Literature Reviews: Standing on the Shoulders of Giants!
8/26/25 / Matt Bruce

Photo by Karl Solano on Unsplash
There are tens of thousands of research, trade, and academic journal articles published each year across hundreds of disciplines. One way that we can effectively and efficiently gain insights on any subject is to review other research studies and reports. We call this a literature review, and it is a cost-effective step in the research process. Sometimes a literature review can be done in place of research, but more often it can help us conduct deeper, higher quality research. This blog provides a few examples of how we have used or can use existing research to stretch our clients’ research budgets a little further.
Answer a Key Research Question
Learning the results from previous research studies is one of the most obvious benefits of a literature review. Sometimes, a key research question has already been answered, so we can avoid the expense of collecting new data. Or finding this out early can allow us to shift our research to exploring new questions that we don’t yet know the answer. For example, in one literature review, we found that altruism was a common value-orientation for people who sign up to be organ donors. Knowing this early in the research process allowed us to focus our exploration on more specific questions.
Idea Generation
A broad review of prior studies and relevant articles can elicit new ideas. These could be new methodological approaches, new experiments, emerging concepts and theories, or new hypotheses to test. Starting with a long list of ideas is a great foundation for brainstorming new research questions, finding solutions to methodological challenges, or creating marketing messages to test.

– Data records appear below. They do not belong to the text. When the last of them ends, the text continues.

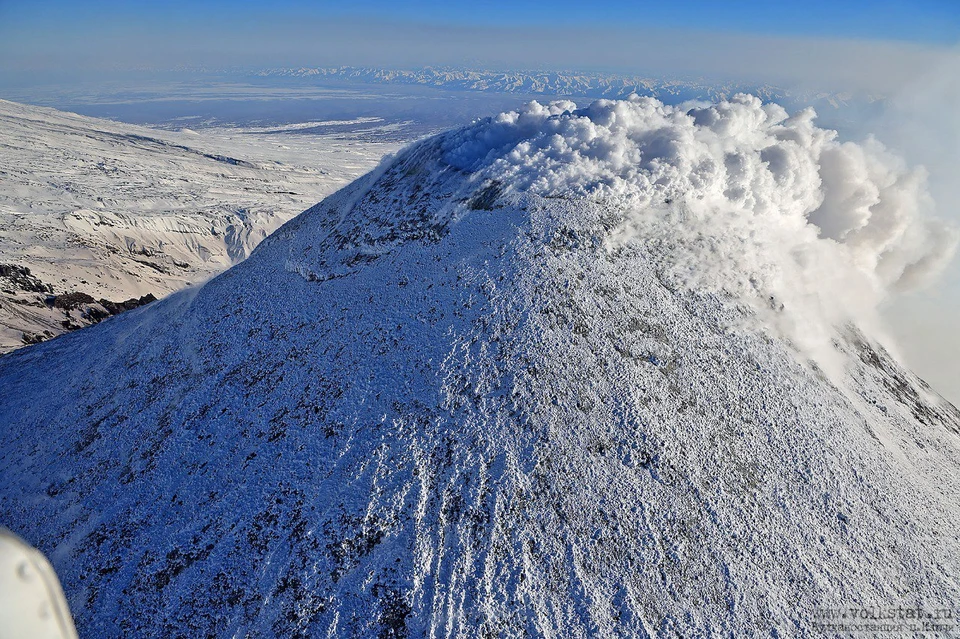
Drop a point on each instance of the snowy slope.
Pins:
(117, 211)
(542, 376)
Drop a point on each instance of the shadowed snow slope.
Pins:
(555, 374)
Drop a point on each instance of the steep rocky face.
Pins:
(443, 404)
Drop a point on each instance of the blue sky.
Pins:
(840, 42)
(933, 21)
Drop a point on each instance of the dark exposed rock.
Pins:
(21, 278)
(70, 301)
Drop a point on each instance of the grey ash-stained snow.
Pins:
(476, 393)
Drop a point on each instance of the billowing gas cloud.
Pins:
(738, 196)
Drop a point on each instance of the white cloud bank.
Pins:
(738, 196)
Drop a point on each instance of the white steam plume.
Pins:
(750, 200)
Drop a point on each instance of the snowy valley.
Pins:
(562, 372)
(95, 210)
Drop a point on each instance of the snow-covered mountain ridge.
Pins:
(502, 387)
(563, 83)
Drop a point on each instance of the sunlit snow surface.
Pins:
(118, 211)
(449, 402)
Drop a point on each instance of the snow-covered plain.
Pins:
(118, 211)
(527, 379)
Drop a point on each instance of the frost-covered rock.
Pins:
(545, 375)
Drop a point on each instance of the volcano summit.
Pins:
(600, 372)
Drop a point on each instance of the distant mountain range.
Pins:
(567, 83)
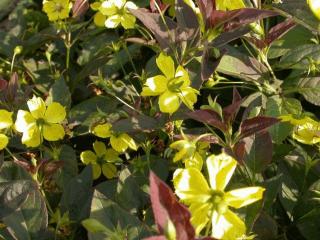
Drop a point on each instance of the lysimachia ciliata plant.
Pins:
(159, 120)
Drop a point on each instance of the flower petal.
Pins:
(129, 141)
(244, 196)
(128, 21)
(5, 119)
(55, 113)
(96, 170)
(53, 132)
(220, 168)
(199, 215)
(191, 186)
(99, 19)
(118, 144)
(24, 119)
(4, 140)
(130, 5)
(188, 96)
(195, 161)
(154, 86)
(109, 170)
(102, 130)
(31, 136)
(88, 157)
(111, 156)
(108, 8)
(227, 226)
(113, 21)
(169, 102)
(99, 148)
(37, 107)
(166, 65)
(182, 74)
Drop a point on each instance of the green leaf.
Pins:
(69, 169)
(59, 92)
(94, 226)
(275, 108)
(121, 223)
(300, 57)
(310, 89)
(295, 38)
(239, 65)
(13, 194)
(77, 195)
(300, 12)
(258, 151)
(30, 220)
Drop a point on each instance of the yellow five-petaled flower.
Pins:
(172, 87)
(210, 204)
(41, 122)
(306, 129)
(119, 141)
(102, 160)
(190, 151)
(57, 9)
(5, 123)
(315, 7)
(112, 13)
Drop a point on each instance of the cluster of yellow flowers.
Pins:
(112, 13)
(57, 9)
(5, 124)
(306, 130)
(210, 204)
(40, 122)
(104, 160)
(173, 87)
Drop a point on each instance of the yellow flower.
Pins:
(5, 123)
(102, 160)
(41, 122)
(119, 142)
(306, 130)
(56, 9)
(210, 204)
(315, 7)
(172, 87)
(229, 4)
(112, 13)
(190, 152)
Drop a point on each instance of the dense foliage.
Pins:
(160, 119)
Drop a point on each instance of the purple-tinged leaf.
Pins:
(258, 149)
(13, 87)
(226, 37)
(156, 238)
(279, 30)
(80, 7)
(166, 207)
(163, 32)
(255, 125)
(3, 84)
(237, 152)
(209, 63)
(238, 18)
(230, 112)
(209, 117)
(186, 18)
(153, 7)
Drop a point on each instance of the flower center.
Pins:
(175, 84)
(219, 204)
(59, 7)
(100, 160)
(41, 122)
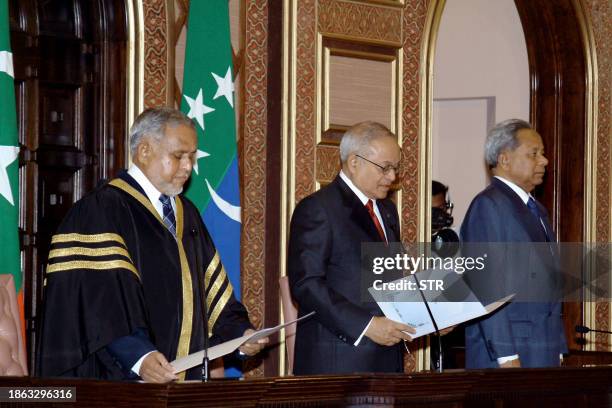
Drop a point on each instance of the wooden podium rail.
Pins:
(540, 388)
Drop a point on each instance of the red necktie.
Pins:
(370, 207)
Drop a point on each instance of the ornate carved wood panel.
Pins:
(69, 59)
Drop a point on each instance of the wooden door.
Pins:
(69, 81)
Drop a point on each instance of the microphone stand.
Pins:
(203, 308)
(585, 329)
(433, 320)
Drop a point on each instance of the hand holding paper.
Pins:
(220, 350)
(252, 347)
(387, 332)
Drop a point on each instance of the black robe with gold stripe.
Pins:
(114, 268)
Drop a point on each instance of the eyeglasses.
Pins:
(385, 169)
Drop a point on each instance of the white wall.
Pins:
(480, 61)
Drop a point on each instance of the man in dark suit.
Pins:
(527, 332)
(327, 230)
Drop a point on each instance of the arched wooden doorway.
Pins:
(558, 66)
(69, 58)
(561, 57)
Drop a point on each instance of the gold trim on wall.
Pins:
(590, 176)
(428, 52)
(135, 65)
(287, 151)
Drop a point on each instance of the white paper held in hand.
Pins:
(220, 350)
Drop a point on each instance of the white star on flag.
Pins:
(225, 86)
(200, 154)
(8, 154)
(6, 63)
(197, 109)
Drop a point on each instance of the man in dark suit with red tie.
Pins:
(328, 227)
(506, 218)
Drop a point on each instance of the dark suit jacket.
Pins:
(327, 230)
(531, 329)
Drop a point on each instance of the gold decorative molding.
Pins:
(328, 163)
(421, 23)
(305, 128)
(156, 54)
(596, 18)
(135, 63)
(253, 159)
(360, 22)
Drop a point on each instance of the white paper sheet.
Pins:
(408, 306)
(220, 350)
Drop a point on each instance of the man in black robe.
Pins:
(122, 294)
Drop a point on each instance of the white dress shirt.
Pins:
(153, 195)
(364, 200)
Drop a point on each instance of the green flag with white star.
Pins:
(9, 165)
(208, 98)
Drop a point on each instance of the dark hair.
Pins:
(438, 188)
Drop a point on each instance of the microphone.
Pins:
(440, 368)
(584, 330)
(202, 290)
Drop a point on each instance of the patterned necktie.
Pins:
(533, 207)
(169, 219)
(370, 207)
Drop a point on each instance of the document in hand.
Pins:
(220, 350)
(407, 305)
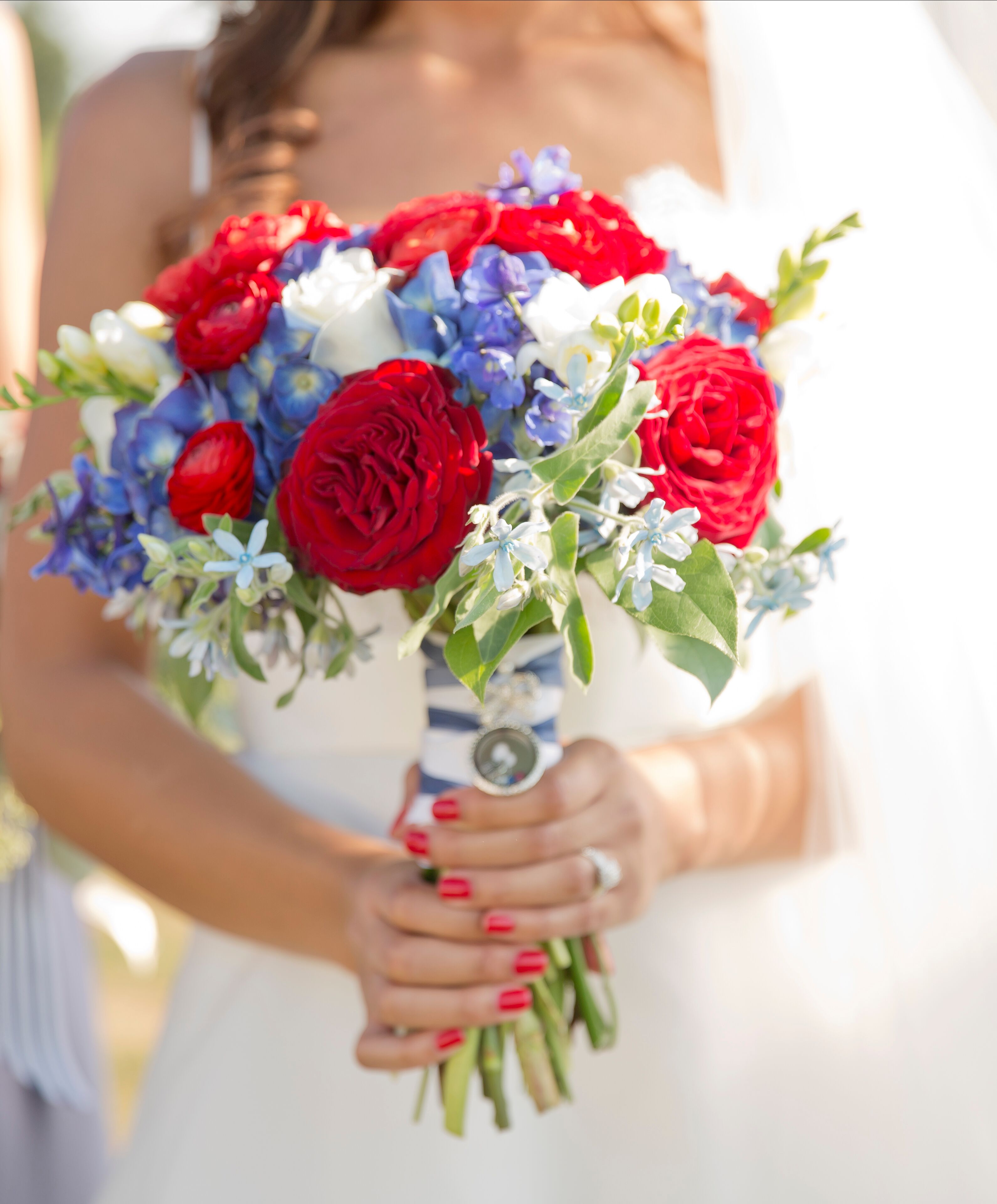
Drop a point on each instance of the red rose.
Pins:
(753, 308)
(319, 222)
(378, 490)
(458, 223)
(718, 441)
(227, 322)
(586, 234)
(212, 476)
(255, 244)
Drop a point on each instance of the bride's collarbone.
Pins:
(416, 128)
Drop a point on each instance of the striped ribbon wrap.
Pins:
(456, 717)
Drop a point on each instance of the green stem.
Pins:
(492, 1065)
(457, 1078)
(601, 1032)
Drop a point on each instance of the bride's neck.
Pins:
(493, 28)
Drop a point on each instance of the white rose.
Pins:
(97, 417)
(132, 357)
(79, 352)
(345, 298)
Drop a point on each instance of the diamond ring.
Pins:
(609, 873)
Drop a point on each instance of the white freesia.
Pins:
(147, 321)
(792, 352)
(79, 351)
(97, 417)
(134, 358)
(560, 319)
(345, 299)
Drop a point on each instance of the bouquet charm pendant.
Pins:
(506, 757)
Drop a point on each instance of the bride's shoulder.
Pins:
(123, 170)
(133, 129)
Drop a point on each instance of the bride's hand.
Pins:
(427, 969)
(517, 861)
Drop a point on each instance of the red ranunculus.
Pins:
(753, 308)
(586, 234)
(212, 476)
(458, 223)
(718, 441)
(378, 490)
(227, 322)
(255, 244)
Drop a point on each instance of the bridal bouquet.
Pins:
(471, 403)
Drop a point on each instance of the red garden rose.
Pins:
(458, 223)
(378, 490)
(227, 322)
(255, 244)
(753, 308)
(212, 476)
(718, 441)
(586, 234)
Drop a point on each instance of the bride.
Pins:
(813, 1025)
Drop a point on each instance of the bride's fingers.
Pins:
(545, 924)
(566, 788)
(597, 825)
(565, 880)
(421, 1007)
(422, 961)
(381, 1049)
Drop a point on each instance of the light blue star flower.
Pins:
(245, 562)
(643, 573)
(578, 397)
(659, 531)
(826, 554)
(510, 543)
(785, 589)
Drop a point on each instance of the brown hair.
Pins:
(242, 86)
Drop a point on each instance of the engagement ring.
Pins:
(609, 873)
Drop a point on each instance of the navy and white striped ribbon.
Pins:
(456, 717)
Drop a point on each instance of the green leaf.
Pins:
(477, 602)
(813, 541)
(706, 610)
(465, 659)
(193, 693)
(613, 389)
(569, 470)
(795, 305)
(704, 662)
(240, 528)
(203, 594)
(245, 662)
(770, 534)
(446, 588)
(569, 616)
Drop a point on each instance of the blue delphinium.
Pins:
(93, 535)
(715, 316)
(539, 181)
(427, 310)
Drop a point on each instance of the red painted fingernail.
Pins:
(454, 889)
(446, 810)
(417, 844)
(517, 1000)
(448, 1038)
(531, 961)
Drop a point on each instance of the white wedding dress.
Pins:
(812, 1031)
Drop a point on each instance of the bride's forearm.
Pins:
(94, 753)
(736, 795)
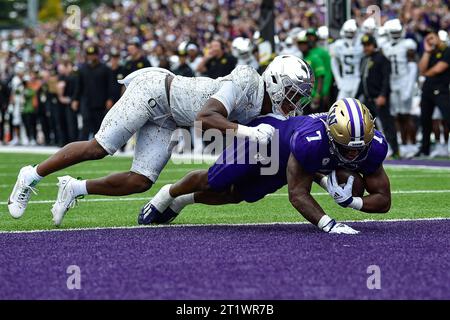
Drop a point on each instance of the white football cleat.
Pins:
(65, 200)
(18, 200)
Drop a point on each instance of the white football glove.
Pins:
(342, 195)
(330, 225)
(341, 228)
(261, 133)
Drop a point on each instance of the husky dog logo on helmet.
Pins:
(331, 119)
(289, 81)
(350, 129)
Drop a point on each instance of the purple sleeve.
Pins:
(377, 154)
(306, 152)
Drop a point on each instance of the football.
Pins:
(358, 184)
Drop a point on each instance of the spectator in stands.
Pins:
(93, 92)
(375, 87)
(118, 73)
(319, 72)
(193, 58)
(434, 65)
(325, 59)
(216, 62)
(66, 87)
(183, 68)
(136, 59)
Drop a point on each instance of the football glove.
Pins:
(261, 133)
(342, 195)
(341, 228)
(330, 225)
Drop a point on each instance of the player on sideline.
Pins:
(154, 104)
(308, 145)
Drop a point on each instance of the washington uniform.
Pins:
(152, 111)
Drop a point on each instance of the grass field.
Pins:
(417, 193)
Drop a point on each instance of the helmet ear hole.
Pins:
(274, 79)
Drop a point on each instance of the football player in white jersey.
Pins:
(401, 53)
(154, 104)
(346, 57)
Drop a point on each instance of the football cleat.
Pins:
(21, 193)
(65, 200)
(150, 215)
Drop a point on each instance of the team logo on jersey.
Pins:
(332, 117)
(152, 103)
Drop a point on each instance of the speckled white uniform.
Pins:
(145, 110)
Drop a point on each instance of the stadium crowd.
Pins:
(58, 81)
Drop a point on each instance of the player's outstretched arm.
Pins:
(214, 116)
(379, 198)
(299, 185)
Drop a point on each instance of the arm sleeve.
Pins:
(446, 56)
(227, 95)
(386, 73)
(304, 152)
(78, 85)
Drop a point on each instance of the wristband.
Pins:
(323, 182)
(356, 204)
(244, 131)
(326, 223)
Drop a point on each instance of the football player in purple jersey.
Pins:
(309, 147)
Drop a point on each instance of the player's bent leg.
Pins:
(230, 196)
(70, 155)
(119, 184)
(30, 176)
(171, 199)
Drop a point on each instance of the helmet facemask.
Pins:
(297, 96)
(342, 151)
(350, 130)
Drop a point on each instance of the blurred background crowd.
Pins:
(58, 79)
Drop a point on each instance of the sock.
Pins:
(323, 183)
(182, 201)
(34, 176)
(162, 199)
(79, 188)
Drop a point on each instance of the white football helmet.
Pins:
(242, 48)
(369, 26)
(349, 29)
(323, 33)
(443, 35)
(291, 78)
(394, 29)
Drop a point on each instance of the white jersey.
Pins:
(348, 56)
(241, 92)
(248, 61)
(397, 55)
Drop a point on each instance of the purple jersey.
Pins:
(303, 136)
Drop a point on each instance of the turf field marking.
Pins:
(209, 225)
(119, 199)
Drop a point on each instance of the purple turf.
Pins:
(224, 262)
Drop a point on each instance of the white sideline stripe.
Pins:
(53, 184)
(193, 157)
(114, 199)
(218, 225)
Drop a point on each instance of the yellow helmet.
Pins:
(350, 128)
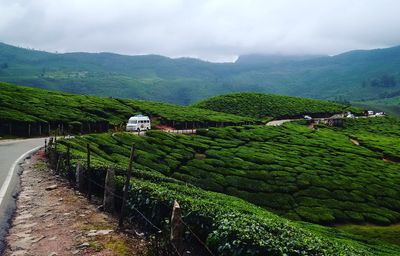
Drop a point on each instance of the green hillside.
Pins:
(356, 75)
(259, 105)
(20, 106)
(313, 175)
(303, 174)
(388, 105)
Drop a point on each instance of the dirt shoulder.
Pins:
(53, 219)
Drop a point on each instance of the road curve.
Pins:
(11, 153)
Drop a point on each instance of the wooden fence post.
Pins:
(89, 174)
(109, 191)
(177, 227)
(68, 159)
(79, 177)
(126, 188)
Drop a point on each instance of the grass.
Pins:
(294, 171)
(23, 105)
(388, 234)
(258, 105)
(318, 176)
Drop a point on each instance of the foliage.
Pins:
(260, 105)
(314, 175)
(24, 104)
(186, 80)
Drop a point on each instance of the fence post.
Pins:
(109, 191)
(126, 187)
(68, 159)
(177, 227)
(89, 174)
(58, 157)
(79, 177)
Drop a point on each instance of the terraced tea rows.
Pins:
(313, 175)
(261, 105)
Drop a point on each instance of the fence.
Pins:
(27, 129)
(114, 200)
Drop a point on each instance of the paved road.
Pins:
(10, 152)
(280, 122)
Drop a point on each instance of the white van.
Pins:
(138, 123)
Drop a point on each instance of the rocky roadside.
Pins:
(53, 219)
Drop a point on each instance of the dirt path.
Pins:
(52, 219)
(279, 122)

Methodology Lessons and Optimization
To a researcher, there is nothing better than reading a descriptive methodology section of a research report, especially if the research took a novel approach or had an unexpected outcome. I remember reading a report about several focus groups that were conducted to explore a sensitive topic. It was important that this research was conducted in a group setting, but the authors were concerned that a group of strangers would be too uncomfortable to share their honest opinions. So they found and recruited naturally occurring but completely unrelated groups such as people on sports teams, people in professional networking organizations, and members of a club. Reading about this novel approach helped us begin to think about how to optimize our own focus group recruiting.
On the quantitative side, we have also reviewed prior survey reports to help gauge potential response rate ranges, especially for subgroups that might respond at lower frequencies. Knowing ahead of time who might be less likely to participate in a survey allows us to invite more of that population to partake in the research, which can increase representation in the results. By reviewing prior research, we are able to collect higher quality data through better recruiting and higher response rates.
Valid Measures
Social science research can be challenging because we are often trying to explore, define, and measure complicated concepts such as attitudes, resilience, trust, vulnerability, and so much more. Accurately measuring these messy concepts takes a lot of testing, trial and error, and eventually validation. We often look to prior research for tested and validated ways of measuring key concepts on a survey. While we don’t always use these measures exactly, it allows us to proceed with more confidence when designing a questionnaire. Again, the prior research helps us collect higher quality data.
I hope these ideas encourage you to invest at least a small amount of a research budget into a literature review; it can benefit subsequent research in multiple ways.